The US Justice Department dismissed, all free speech and privacy concerns about its request for accessing the Twitter accounts of Wikileaks volunteers, as absurd in an announcement a few days ago. Prosecutors had described this demand for a court order as a routine compelled disclosure that does not raise any constitutional issues, in a 32 page brief which was filed in federal court in Virginia. Prosecutors said that these types of records were widely subpoenaed by grand juries without raising any major issues or prompting constitutional litigation delays. They also called the claims asserting that the logs of Titter were subject to heightened protections under the first amendment as baseless, adding that the internet addresses provided to a third party cannot harbour legitimate expectations of privacy.

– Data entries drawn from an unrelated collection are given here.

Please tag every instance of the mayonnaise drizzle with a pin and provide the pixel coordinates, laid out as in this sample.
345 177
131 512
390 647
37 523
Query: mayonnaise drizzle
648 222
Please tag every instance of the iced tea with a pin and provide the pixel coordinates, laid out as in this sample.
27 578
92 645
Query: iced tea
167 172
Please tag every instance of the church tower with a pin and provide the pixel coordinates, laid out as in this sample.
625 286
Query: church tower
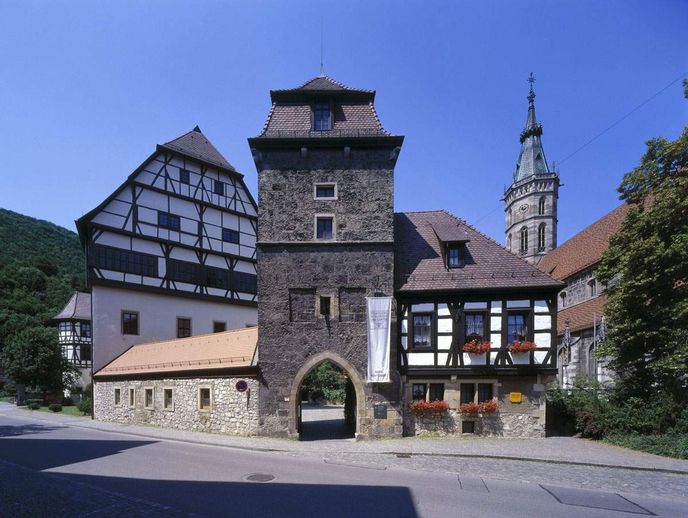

The brief was then followed by an appeal filed by the attorneys representing the Wikileaks volunteers on March 25th. A hearing in Arlington before the US District Judge Liam O’Grady has been scheduled for later this month. The appeal from the attorneys to O’Grady is aimed at throwing out a ruling made by a magistrate judge on the 11th of March which granted access to the accounts including the information related to the internet addresses and email IDs associated with them, to the prosecutors. The court order was sought by the government as part of a probe by a grand jury which looks like it is investigating whether the principals of Wikileaks, which includes Julian Assange, have violated American criminal laws.
The brief filed by the Justice Department asking O’Grady to ask Twitter to comply with the demands, also gives a number of arguments like, instead of civil procedures, criminal procedures should apply, the order is in accordance with the Stored Communications Act and that the Fourth Amendment doesn’t apply to the case.